While there is substantial evidence that urban sprawl affects physical health, most notably by fouling the air and water and limiting residents’ physical activity, the connection between sprawl and mental health is less obvious. But Frumkin believes the tie is a strong one that should be investigated more thoroughly.

One common hypothesis suggests that spending long hours alone in a car, sitting in traffic or trying to drive safely on a fast, busy highway, may fuel feelings of anger, hostility, and problems with impulse control.

“There’s this issue of road rage,” Frumkin says. “Nobody has ever heard of sidewalk rage. It doesn’t exist. Walking is a situation where you’re making contact with others and often exchanging a friendly nod, in contrast with shaking your fist out of a car window.”

Road rage has erupted with increasing frequency in high-traffic areas across the country, sometimes with tragic results. In 2000, a driver on I-75 south of Atlanta got into a dispute with another motorist and became so incensed that he jumped out of the car and ran toward the other, who shot and killed him, according to Urban Sprawl and Public Health.

“Sprawl is a disaster psychologically. . . . There’s data that commuting time is related to anger, hostility, and unhappiness,” says Raison, who studies mental health and happiness.

If metro Atlanta and sprawling cities like it could be conceived as being constructed of a child’s small, plastic toy houses, Lego buildings, and Matchbox cars, one solution would be to gather it all up into a box, give it a good shaking to mix it up, and put it down again, grouping and stacking all the elements neatly in about one-third of its original space.

Life-size, this kind of community is called smart growth. The idea is to use less land for more purposes, more like European cities where buildings cluster thickly together right up to the edge, then green countryside begins. Rather than sweeping suburban lawns where only one family can relax or play, the biggest stretches of grass are public space available to everyone.

“The design strategy would focus on higher-density, compact development,” Frumkin says. “At the same time it’s preserving green space and park land so people have access to those amenities. It’s a whole different strategy of developing land. Mixed-income neighborhoods with plenty of affordable housing are a very important part of this story.”

One immediate advantage would be that people could live closer to where they work and shop, which would mean less driving.

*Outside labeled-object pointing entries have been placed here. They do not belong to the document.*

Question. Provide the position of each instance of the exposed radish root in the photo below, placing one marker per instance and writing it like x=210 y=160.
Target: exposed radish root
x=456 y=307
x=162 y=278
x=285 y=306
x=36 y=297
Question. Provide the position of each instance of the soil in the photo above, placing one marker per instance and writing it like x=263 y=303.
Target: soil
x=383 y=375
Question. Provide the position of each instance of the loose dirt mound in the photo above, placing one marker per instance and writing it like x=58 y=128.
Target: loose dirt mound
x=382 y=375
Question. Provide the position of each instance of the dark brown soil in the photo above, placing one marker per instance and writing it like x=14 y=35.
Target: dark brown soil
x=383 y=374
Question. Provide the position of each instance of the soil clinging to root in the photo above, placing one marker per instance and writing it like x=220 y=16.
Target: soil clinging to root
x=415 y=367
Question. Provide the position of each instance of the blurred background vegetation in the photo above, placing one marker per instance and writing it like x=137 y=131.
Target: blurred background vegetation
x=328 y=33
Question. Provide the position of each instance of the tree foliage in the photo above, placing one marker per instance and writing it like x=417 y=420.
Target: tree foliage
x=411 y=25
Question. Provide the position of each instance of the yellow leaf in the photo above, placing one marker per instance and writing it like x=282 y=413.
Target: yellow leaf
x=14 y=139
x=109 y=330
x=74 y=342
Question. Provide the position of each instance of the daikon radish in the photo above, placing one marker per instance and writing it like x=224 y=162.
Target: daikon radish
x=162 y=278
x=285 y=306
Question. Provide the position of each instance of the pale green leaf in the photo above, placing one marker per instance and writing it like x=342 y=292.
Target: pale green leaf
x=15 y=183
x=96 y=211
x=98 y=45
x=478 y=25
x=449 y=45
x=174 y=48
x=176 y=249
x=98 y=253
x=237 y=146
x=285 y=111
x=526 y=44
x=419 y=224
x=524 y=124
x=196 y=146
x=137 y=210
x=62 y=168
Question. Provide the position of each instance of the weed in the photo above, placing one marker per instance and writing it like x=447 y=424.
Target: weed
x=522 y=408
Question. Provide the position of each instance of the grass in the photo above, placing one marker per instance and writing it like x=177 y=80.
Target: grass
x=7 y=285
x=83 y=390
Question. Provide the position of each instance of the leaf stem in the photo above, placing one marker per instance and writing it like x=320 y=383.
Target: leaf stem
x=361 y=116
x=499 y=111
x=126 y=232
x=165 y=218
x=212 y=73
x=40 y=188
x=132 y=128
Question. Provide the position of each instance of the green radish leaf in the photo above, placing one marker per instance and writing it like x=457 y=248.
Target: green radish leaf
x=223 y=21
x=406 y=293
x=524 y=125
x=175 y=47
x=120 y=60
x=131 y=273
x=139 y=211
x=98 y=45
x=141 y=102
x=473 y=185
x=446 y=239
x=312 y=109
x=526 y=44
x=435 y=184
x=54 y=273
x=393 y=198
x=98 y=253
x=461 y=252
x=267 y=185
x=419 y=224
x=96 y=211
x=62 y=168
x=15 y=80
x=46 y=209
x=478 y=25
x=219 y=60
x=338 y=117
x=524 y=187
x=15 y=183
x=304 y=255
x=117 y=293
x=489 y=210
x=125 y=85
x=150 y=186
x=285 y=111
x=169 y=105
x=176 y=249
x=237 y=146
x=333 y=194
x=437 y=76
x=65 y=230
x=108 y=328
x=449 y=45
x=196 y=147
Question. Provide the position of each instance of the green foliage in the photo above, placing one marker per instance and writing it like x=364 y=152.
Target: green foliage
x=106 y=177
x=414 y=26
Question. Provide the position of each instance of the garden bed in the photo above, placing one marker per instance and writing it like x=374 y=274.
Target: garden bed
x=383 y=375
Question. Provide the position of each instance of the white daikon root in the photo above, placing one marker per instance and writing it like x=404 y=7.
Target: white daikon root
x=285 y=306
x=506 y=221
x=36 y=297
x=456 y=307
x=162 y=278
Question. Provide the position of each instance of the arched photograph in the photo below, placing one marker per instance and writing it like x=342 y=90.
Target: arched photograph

Sidewalks and walkable business and commercial districts are critical to smart growth, as found in the “secondary downtowns” that are beginning to form in suburban areas.

“One hopeful trend on the horizon is what’s called the new urbanism–the attempt to build developments that more resemble small towns with distances between houses and local retail areas accessible by foot,” says Raison.

Atlanta’s neighbor Decatur, a small town on the outskirts of the city, offers a picturesque square with shops and restaurants, churches, a public library, even public buildings such as the courthouse–all within walking distance of residential neighborhoods. “People are eager to move to places where they can walk around,” Frumkin says.

Frumkin lives in the Druid Hills neighborhood close to Emory so that he can ride his bike to work every day. He owns a gas-electric hybrid car that emits less pollution for the trips he does have to make by car. The unhealthy effects of sprawl can be diminished by active citizens, he says–taking one step at a time.

“Try to take as many trips as you can on foot or bike,” Frumkin advises. “If you don’t have the facilities, push for bike paths and good sidewalks. Patronize stores near where you live–it creates strong neighborhood economies and undoes some of the worst effects of sprawl. Work hard to create and take care of good parks. If you have a park nearby, you have less need of a huge backyard. And try to live near where you work. It really is pleasant to do that.”